Traditionally, selection of lead antibody candidates for ADCs was done in a sequential workflow where antibodies were first selected based on their affinity followed by characterization involving antibody internalization and drug conjugation. However, there is evidence that high affinity doesn’t always correlate with good internalization and hence there is a need to screen antibodies for internalization properties in addition to their affinities.

Promega has developed a method that allows antibody to be screened for their internalization properties in a simple, plate-based format. The method uses pH sensor dyes (pHAb dyes), which are not fluorescent at neutral pH but become highly fluorescent at acidic pH. When antibody conjugated with pHAb dye binds to its antigen on the cancer cell membrane they are not fluorescent but upon internalization and trafficking into endosomal and lysosomal vesicles the pH drops and dye becomes fluorescent.

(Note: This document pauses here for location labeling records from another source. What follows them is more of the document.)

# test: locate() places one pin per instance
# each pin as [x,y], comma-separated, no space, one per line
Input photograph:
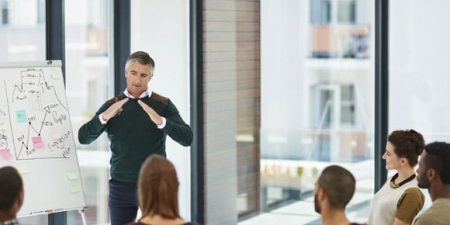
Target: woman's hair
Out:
[158,188]
[408,144]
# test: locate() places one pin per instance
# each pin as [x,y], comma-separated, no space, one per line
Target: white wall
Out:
[419,67]
[161,28]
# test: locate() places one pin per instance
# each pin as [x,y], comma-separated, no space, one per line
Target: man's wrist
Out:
[102,119]
[163,123]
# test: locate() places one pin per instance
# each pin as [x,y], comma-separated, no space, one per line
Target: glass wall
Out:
[418,69]
[22,38]
[317,104]
[161,28]
[22,30]
[88,86]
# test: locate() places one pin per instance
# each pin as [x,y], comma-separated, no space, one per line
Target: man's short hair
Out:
[142,58]
[11,186]
[339,184]
[438,158]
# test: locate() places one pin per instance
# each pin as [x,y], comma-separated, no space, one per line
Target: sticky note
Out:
[74,184]
[56,132]
[23,169]
[37,142]
[5,154]
[21,116]
[3,124]
[55,76]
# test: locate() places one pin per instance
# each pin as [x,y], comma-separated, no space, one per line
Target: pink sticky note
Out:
[37,142]
[5,154]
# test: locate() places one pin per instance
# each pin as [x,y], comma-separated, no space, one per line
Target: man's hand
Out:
[154,116]
[114,109]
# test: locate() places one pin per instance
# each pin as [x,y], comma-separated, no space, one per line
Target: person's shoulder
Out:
[191,223]
[159,98]
[135,223]
[115,99]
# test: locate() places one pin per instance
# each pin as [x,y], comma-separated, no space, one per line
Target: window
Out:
[318,109]
[88,86]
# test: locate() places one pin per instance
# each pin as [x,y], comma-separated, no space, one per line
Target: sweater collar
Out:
[143,95]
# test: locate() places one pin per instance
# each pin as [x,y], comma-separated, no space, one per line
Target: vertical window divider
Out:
[381,88]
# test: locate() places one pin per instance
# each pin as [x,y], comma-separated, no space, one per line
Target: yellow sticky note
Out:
[55,76]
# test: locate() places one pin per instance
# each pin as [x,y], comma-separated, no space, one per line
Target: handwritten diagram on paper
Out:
[34,121]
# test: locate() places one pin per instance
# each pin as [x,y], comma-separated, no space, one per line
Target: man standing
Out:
[334,190]
[137,123]
[433,174]
[11,195]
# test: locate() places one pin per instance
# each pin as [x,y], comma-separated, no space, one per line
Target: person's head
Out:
[158,188]
[138,72]
[434,165]
[334,189]
[11,192]
[403,149]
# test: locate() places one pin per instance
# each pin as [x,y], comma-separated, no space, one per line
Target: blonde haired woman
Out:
[158,193]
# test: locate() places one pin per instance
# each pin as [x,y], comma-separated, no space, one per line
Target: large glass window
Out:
[161,28]
[22,38]
[317,104]
[88,86]
[22,30]
[418,69]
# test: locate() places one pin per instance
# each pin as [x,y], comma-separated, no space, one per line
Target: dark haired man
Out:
[137,123]
[334,190]
[433,174]
[11,195]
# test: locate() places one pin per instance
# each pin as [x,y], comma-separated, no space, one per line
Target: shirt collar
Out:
[143,95]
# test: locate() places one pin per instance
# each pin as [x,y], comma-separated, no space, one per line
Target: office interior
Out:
[274,91]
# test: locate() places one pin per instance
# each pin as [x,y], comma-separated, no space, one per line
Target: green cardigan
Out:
[134,136]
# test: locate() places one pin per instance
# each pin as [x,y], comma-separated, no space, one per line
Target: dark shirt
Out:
[134,136]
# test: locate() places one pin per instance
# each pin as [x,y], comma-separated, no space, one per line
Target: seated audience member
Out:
[399,200]
[158,193]
[433,174]
[334,190]
[11,195]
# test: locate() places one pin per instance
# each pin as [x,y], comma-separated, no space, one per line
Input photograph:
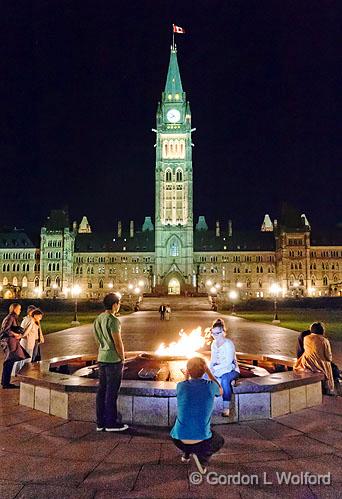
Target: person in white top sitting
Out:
[223,363]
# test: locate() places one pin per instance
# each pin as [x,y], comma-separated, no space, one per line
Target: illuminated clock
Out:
[173,115]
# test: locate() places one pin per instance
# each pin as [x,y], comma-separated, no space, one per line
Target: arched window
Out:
[174,248]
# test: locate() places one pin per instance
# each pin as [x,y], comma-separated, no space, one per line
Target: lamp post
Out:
[233,295]
[275,289]
[76,290]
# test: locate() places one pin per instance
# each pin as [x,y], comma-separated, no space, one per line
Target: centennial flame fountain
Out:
[66,386]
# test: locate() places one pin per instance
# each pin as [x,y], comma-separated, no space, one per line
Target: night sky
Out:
[80,83]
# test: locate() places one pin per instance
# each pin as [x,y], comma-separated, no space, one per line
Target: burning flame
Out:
[187,346]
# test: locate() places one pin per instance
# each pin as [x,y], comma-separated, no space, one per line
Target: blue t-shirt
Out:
[195,401]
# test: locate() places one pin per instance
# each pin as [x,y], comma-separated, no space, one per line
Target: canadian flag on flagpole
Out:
[178,29]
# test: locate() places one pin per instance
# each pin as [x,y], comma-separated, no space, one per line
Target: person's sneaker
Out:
[118,427]
[201,468]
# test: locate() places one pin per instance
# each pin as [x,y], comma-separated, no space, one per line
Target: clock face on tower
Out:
[173,115]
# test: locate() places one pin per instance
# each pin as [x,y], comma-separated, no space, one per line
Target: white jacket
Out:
[31,334]
[223,358]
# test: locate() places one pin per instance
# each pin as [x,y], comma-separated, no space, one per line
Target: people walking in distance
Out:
[10,335]
[317,356]
[223,362]
[111,354]
[31,336]
[167,312]
[191,432]
[162,309]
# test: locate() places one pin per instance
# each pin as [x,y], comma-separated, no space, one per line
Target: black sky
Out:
[80,82]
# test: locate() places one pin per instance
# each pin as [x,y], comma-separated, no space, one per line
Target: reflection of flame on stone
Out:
[187,346]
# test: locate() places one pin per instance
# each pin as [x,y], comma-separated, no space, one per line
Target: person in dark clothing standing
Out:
[162,309]
[9,333]
[107,330]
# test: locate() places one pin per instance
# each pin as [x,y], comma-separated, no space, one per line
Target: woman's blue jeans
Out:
[226,380]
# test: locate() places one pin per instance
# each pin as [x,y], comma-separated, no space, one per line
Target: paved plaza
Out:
[47,457]
[44,456]
[144,331]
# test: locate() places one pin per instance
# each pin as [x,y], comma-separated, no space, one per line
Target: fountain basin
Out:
[153,403]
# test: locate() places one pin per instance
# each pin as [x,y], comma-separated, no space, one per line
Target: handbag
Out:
[13,350]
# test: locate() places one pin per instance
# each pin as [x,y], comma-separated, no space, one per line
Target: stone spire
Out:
[267,225]
[173,84]
[84,227]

Fluorescence signal, for pHAb dyes conjugated using either amine or thiol chemistry, is minimal at pH>7 and increase significantly as the pH drops to pH 5.0, which is a typical pH in cell endosomal compartment. Moreover, pH response of free pHAb dye is similar to that of conjugated dye indicating that conjugation chemistry doesn’t influence the pH response of the dye.

Due to the high signal-to-background ratios of the dyes, plate-based internalization assays can be performed, enabling screening of large libraries of antibodies for their internalization properties, hopefully leading to improved identification of lead candidates for ADC applications.